Savaşların ve kargaşanın bitmediği coğrafyamızda, acılar da bitmiyor.

Büyük acılar yaşanıyor.

Acılar ve sancılarla yoğrulmuş bir coğrafyada yaşıyoruz.

Savaşların en büyük mağduru sivil halk olmuştur devamlı.

Bilhassa kimsesizler ve sahipsizler.

Suriye’deki savaş ve kaos 9 yıla yakın bir süredir devam ediyor.

Küresel güçlerin ülkedeki hesapları kaosu daha da derinleştirdi.

Büyük hesaplar yanında ‘küçük’ acıların, yaşanan dramların hiçbir önemi olmuyor.

Yerlerinden ve yurtlarından edilen insanlar güvenli yerlerde kamplarda yaşam mücadelesi veriyor.

Kamplarda çok zor şartlar altında, yokluk, yoksulluk ve mağduriyet içerisinde yaşama tutunuyorlar.

Kış ayı mevcut mağduriyeti daha da artırıyor.

Mazlum insanlar kamplarda, soğuk ve yağışlar karşısında savunmasız çadırlarda, çamurlar içerisinde hayata tutunmaya çalışıyorlar.

Kendilerine ulaşacak her türlü yardıma muhtaç durumdalar.

Bilhassa yağış ve soğuklardan koruyacak, onları sıcak tutacak her türlü yardıma.

Elleri ve ayakları üşüyen çocuklar, yürekleri donan anneler ve hastalığın pençesinde kıvranan yaşlılar.

Zor şartlar.

Savaşın istenmeyecek, çirkin ve acımasız yüzünü ve sonuçlarını bu kamplarda görmek mümkün.

Aç ve soğuktan üşüyen çocuğuna çare üretemeyen annenin yüreğindeki acının ne önemi olabilir, ‘büyük’ devletlerin ‘büyük’ hesapları yanında.

Ne önemi olabilir yaşanan onca acı ve dramın ‘büyük kazanımlar’ karşısında.

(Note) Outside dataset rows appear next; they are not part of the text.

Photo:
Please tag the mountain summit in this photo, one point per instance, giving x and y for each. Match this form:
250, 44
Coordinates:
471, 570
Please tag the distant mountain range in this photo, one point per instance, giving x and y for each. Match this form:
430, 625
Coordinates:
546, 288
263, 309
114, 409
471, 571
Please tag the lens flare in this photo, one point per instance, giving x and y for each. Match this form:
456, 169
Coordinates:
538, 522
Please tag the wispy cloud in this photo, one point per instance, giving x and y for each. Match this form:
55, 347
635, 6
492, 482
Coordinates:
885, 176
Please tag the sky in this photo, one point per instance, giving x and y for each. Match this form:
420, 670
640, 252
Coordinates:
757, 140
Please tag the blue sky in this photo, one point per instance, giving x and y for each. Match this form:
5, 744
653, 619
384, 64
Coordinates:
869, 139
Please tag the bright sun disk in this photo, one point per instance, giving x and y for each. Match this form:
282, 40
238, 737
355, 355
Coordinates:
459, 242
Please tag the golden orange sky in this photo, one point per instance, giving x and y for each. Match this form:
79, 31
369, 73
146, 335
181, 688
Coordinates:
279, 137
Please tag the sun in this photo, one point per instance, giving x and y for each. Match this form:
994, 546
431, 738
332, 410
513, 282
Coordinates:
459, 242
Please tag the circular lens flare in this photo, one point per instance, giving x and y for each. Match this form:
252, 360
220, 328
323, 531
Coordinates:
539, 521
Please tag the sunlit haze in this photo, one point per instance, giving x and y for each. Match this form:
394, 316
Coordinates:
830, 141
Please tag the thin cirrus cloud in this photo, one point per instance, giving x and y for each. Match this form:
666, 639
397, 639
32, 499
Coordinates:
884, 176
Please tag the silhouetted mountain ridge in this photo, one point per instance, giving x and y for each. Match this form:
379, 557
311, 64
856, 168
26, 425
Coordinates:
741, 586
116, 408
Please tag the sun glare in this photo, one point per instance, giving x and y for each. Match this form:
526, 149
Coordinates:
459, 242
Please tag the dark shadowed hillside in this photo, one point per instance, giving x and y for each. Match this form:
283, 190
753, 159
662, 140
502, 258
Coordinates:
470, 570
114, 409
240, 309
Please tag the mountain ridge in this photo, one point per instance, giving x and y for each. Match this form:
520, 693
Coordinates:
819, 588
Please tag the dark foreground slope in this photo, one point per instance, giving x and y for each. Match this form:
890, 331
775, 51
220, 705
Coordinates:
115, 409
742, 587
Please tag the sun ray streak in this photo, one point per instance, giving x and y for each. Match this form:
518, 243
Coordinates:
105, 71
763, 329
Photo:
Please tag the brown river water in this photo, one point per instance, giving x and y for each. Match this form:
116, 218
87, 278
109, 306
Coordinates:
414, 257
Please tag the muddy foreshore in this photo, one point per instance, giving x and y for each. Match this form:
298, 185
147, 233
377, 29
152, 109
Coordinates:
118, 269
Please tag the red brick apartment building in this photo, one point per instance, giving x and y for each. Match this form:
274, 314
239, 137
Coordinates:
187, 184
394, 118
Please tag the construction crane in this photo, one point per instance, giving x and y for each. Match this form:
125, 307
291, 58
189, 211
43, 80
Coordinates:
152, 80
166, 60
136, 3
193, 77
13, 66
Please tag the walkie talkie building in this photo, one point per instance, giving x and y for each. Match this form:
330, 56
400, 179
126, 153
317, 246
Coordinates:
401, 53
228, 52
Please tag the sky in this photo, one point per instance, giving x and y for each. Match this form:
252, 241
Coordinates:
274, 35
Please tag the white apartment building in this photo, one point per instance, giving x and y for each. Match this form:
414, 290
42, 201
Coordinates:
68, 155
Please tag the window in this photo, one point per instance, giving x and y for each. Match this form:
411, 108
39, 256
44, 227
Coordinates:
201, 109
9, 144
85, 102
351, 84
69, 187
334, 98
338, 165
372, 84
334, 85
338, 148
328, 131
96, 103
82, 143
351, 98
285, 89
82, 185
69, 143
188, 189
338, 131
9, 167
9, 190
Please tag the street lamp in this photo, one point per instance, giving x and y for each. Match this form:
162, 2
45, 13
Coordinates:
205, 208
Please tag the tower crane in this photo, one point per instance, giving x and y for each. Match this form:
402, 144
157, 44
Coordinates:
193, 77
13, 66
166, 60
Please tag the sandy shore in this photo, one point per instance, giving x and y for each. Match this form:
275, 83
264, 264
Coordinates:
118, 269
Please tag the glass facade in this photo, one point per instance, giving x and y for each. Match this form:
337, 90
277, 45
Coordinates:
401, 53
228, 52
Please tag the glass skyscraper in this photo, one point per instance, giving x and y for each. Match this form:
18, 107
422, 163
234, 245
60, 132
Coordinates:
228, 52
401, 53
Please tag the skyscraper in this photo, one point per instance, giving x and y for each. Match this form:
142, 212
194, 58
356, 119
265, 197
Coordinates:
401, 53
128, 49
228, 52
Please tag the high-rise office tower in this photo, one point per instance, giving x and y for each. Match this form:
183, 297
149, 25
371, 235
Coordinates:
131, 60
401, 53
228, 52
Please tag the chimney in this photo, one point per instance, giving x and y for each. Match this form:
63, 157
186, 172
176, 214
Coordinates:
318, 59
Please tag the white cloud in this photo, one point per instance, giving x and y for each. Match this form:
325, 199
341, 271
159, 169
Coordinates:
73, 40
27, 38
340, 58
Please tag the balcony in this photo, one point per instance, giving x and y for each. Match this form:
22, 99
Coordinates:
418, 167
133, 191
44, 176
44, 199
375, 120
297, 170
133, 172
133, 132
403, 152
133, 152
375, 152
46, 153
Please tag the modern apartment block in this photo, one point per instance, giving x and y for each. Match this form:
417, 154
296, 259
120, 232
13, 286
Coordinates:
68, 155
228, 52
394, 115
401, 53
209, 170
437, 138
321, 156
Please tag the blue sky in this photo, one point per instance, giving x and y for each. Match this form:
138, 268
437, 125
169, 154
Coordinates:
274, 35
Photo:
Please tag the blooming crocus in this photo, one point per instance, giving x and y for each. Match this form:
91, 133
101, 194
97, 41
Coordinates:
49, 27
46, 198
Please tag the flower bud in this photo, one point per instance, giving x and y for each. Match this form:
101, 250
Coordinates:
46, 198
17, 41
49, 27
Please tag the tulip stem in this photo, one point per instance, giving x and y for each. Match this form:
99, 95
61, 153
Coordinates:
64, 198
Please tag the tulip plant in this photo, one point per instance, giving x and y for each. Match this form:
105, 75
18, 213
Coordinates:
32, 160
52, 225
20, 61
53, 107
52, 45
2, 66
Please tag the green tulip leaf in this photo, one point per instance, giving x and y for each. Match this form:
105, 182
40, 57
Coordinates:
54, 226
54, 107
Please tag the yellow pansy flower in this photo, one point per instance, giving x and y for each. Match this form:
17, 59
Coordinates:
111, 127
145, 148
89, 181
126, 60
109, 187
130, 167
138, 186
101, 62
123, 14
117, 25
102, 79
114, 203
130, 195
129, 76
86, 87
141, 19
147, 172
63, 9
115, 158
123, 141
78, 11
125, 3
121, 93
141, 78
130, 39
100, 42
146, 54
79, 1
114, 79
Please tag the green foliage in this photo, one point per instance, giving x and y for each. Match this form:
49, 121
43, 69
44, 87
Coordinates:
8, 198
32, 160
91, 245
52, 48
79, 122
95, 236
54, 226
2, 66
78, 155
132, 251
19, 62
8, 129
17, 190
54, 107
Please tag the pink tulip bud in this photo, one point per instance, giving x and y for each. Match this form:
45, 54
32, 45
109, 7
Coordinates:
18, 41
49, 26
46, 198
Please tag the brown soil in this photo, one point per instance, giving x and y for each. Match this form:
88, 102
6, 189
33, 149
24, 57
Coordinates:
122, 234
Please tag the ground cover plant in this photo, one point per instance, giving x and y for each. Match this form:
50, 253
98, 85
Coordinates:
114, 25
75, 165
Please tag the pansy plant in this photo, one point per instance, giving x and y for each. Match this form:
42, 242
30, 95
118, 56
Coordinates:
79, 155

Gözlerimiz bu mağduriyeti görüyorken, yanı başımızda soğuktan etkilenen bu insanlara, sıcak hanelerimizde, içimiz sızlamadan, rahatsız olmadan, hiçbir şey yapmadan durabilir miyiz?

Merhamet insanoğluna yakışan en güzel elbisedir.

Şefkat insanoğlunun gösterdiği en erdemli davranışlardandır.

Merhamet ve şefkatimizi yitirmişsek, insanlığımızdan geriye ne kalır?

İdlib’deki kamplarda zor şartlar altında yaşayan bu mazlum insanlara elimizden geleni yapmamız, merhamet ve şefkatimizin, insanlığımızın bir gereğidir.

Avustralya’daki yangın

Dünyanın hali işte.

Bir yanı savaşlarla, soğuklarla imtihan ediliyor; diğer tarafı aşırı sıcaklarla, yangınlarla.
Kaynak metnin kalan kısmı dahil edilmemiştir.